I've come to the conclusion that you may be confusing "has their own opinion" with "has their own truth."

2 plus two is 4, whether someone believes it's 5 or not. If they believe that it's 5, this is their (very confused) belief, but what in the world do we gain by saying that it's their truth? If you talk that way, you blur the useful distinction between being right and being wrong.

It gets worse. If I take you seriously, then I could respond by saying "well it may be your truth that everybody has their own truth, but it's my truth that they don't. And so if you want me to take you seriously, you've given me a perfect reason not to take you seriously.

Of course people have different beliefs. We usually take that to be a matter of people disagreeing. But if you and I genuinely disagree, and aren't just play-acting or using words for fun, we can't both be right. And if either or both of us is wrong, then at least one of us doesn't have the truth of the matter; we have a mistaken belief about the subject of our disagreement.

Now you might ask: who has the right to say who's right or wrong? But that's the wrong question. The world doesn't give a darn what I think about it. The world is the way it is whether I or anyone else know what that way is. Reality isn't up to us. It seems to please some people to think otherwise, but it pleases some people to pick the anchovies off their pizza; there's no accounting for tastes.

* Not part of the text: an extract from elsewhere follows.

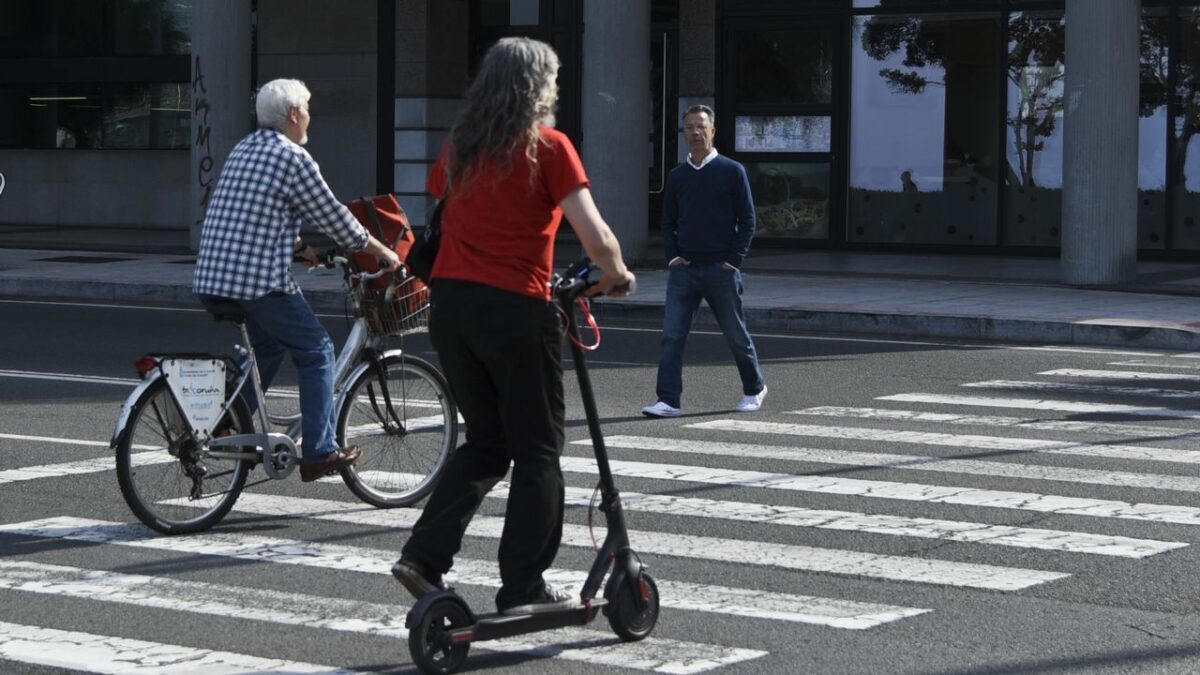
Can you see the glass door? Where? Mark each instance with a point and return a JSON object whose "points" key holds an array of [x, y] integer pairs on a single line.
{"points": [[777, 115]]}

In asking the questions you've asked, you presuppose that there are correct answers. Otherwise, why bother? Why not just come to a belief and call it your truth? Asking a question seriously doesn't fit with thinking that "everyone has their own truth." Asking questions seriously supposes that there are answers, and that it's possible to get those answers wrong. Most of the time, that's what most of us think. It's hard to see why we should think otherwise.